The research fellow acknowledged however that the country is failing to support innovative initiatives within companies, which is one of the challenges that need to be addressed for Eswatini to achieve its development goals. She said studies have shown that there are low linkages between foreign companies and local small and medium enterprises (SMEs), as well as weak linkages between research and development (R&D) and firms, which therefore leads to low transfer of knowledge and skills.
“SMEs also lack capital investment, so how do we ensure that they benefit from the special economic zones? How are we going to create the necessary linkages to encourage knowledge transfer between FDIs and local SMEs? We need to consider the skills available in the country and how these can support investment. We also need to consider how we can support local firms so that they derive benefit from the SEZs,” suggested Tengetile.
One of the incentives offered to foreign investors (as per the Special Economic Zones Act, 2018) is an exemption from corporate tax for an initial period of 20 years, with subsequent tax charged at 5%. The legislation also allows for unrestricted repatriation of profits by the foreign companies. One participant at the seminar wondered what the justification for a 20-year tax holiday for FDI companies is and how the repatriation of profits by these companies benefits Eswatini.
“Does a 20-year tax exemption make sense though? If these companies do not pay tax for 20 years, who will be paying for the maintenance of the roads and infrastructure they will be using? Besides, 20 years from now the industry would have undergone so many changes, so what benefits do Emaswati and the country derive from such investments?”
Another researcher argued that “we need to think about emphasising industrialisation first, which will then inform the agenda to establish special economic zones such as the science and biotechnology park, to drive innovative ideas and partnerships between local enterprises and foreign investors.”
The researcher noted that the problem in Eswatini is conceptualisation of what the country wants to achieve versus the agenda of foreign direct investors. “Do we understand the kind of skills we have and the knowledge we want to gain as a country? The development agenda should include the development of SMEs,” added the research economist.
So, what needs to be done now considering the huge investments that have already been made into the two SEZs in Eswatini, that is, the Royal Science and Technology Park (RSTP) and King Mswati III International Airport?
The participants felt there is a need for a total overhaul of mind-sets and the way Emaswati do things. “We should not start from a point of vulnerability where we seem desperate for foreign investment. The country’s policymakers need to understand that FDI does not bring development but rather, development is what attracts FDIs. So, let us focus on developing the local industry first then the rest will follow.”
Adding, Tengetile noted that the sustainability of SEZs requires more than investment in infrastructure. She said there is a need to learn from previous policies to ensure that they address the country’s developmental and economic needs.

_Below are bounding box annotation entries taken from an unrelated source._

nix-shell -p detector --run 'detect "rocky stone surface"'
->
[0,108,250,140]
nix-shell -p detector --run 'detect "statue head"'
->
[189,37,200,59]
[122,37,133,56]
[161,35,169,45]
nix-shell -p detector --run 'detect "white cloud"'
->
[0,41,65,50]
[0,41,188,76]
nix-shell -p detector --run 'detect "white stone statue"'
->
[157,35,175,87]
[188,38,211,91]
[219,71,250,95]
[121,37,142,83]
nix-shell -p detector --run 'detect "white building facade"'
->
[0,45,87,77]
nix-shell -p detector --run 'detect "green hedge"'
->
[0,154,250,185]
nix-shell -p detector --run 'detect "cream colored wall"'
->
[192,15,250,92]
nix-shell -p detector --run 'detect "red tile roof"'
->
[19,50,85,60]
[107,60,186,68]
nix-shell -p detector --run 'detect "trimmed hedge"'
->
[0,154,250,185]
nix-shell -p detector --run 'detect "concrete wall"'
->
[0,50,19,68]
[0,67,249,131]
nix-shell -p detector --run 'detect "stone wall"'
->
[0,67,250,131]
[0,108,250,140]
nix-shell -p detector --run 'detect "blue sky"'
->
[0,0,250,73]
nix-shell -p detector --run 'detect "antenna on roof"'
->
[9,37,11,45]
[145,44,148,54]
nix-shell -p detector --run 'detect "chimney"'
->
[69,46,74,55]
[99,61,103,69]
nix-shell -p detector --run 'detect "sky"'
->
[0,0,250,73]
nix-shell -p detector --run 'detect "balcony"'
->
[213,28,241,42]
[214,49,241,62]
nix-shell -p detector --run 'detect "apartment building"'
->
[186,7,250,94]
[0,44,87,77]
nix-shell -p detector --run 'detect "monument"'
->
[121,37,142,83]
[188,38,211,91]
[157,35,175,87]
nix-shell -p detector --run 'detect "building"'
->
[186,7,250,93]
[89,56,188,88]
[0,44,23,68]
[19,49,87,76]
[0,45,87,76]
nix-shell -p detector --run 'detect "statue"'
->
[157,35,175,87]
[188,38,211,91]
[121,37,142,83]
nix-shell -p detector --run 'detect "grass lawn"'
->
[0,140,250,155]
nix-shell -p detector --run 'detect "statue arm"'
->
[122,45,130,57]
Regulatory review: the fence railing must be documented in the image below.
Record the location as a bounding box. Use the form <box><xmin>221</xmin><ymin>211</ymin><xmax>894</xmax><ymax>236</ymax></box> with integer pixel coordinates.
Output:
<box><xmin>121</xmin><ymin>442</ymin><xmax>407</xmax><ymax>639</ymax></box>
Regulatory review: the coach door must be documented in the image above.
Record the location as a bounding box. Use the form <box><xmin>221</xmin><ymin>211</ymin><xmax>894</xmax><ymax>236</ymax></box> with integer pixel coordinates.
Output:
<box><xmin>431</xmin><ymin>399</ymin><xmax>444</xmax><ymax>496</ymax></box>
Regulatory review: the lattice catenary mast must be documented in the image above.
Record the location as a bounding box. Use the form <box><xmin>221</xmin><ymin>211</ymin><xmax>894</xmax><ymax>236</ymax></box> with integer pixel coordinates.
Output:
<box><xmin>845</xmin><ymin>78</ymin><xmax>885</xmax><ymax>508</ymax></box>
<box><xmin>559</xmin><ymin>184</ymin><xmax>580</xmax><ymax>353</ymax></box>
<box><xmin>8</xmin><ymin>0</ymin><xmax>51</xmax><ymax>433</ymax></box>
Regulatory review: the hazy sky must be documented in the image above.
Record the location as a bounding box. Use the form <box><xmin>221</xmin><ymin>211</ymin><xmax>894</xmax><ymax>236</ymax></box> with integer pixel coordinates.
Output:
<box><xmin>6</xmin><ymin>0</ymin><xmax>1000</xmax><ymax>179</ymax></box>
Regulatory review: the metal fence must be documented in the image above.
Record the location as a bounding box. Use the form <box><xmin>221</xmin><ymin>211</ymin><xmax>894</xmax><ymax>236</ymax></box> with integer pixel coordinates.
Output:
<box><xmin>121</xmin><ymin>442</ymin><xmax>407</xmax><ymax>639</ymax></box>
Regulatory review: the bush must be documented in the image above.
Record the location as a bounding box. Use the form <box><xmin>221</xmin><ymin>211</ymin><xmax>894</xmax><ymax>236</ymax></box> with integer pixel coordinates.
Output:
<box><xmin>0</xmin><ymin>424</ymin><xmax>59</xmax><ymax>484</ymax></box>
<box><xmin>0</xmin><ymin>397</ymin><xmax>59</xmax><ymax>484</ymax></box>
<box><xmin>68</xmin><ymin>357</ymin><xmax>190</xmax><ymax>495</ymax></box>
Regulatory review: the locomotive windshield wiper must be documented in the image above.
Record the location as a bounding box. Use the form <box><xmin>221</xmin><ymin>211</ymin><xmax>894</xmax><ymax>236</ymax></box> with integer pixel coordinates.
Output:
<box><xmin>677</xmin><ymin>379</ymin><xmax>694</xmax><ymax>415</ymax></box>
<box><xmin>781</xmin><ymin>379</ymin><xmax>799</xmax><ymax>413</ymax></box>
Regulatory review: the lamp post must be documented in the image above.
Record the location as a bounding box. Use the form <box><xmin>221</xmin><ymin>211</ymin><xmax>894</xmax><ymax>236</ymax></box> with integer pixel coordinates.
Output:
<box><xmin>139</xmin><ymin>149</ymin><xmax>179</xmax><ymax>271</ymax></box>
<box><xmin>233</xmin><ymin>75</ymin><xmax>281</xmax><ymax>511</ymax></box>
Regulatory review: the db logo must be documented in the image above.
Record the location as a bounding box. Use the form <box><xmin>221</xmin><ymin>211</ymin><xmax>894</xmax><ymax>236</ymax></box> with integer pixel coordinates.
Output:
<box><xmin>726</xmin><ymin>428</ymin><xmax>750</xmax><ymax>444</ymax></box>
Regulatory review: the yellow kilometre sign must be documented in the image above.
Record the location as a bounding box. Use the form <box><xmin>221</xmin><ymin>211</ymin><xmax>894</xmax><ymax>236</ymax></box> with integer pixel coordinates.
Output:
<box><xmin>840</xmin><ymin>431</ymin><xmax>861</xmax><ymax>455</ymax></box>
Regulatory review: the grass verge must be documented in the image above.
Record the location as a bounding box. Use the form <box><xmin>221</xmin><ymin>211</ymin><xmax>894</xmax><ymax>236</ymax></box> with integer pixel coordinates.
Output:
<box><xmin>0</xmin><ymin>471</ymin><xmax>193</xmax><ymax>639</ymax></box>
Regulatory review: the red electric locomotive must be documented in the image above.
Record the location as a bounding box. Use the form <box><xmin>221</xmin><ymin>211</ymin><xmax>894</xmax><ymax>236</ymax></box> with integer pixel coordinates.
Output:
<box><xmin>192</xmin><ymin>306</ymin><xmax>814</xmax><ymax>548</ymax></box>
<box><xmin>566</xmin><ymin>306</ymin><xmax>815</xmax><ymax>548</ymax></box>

“Knowledge is an essential resource for industrial growth, competitiveness and innovation. We need to interrogate what will stimulate incremental or radical innovations, the orientation of domestic or foreign companies, our knowledge suppliers, and how we can support new firm formation and enhance the innovation capabilities of existing companies. We also need to remember that in public policy, ‘A followed by B is not the same as B followed by A’,” she added.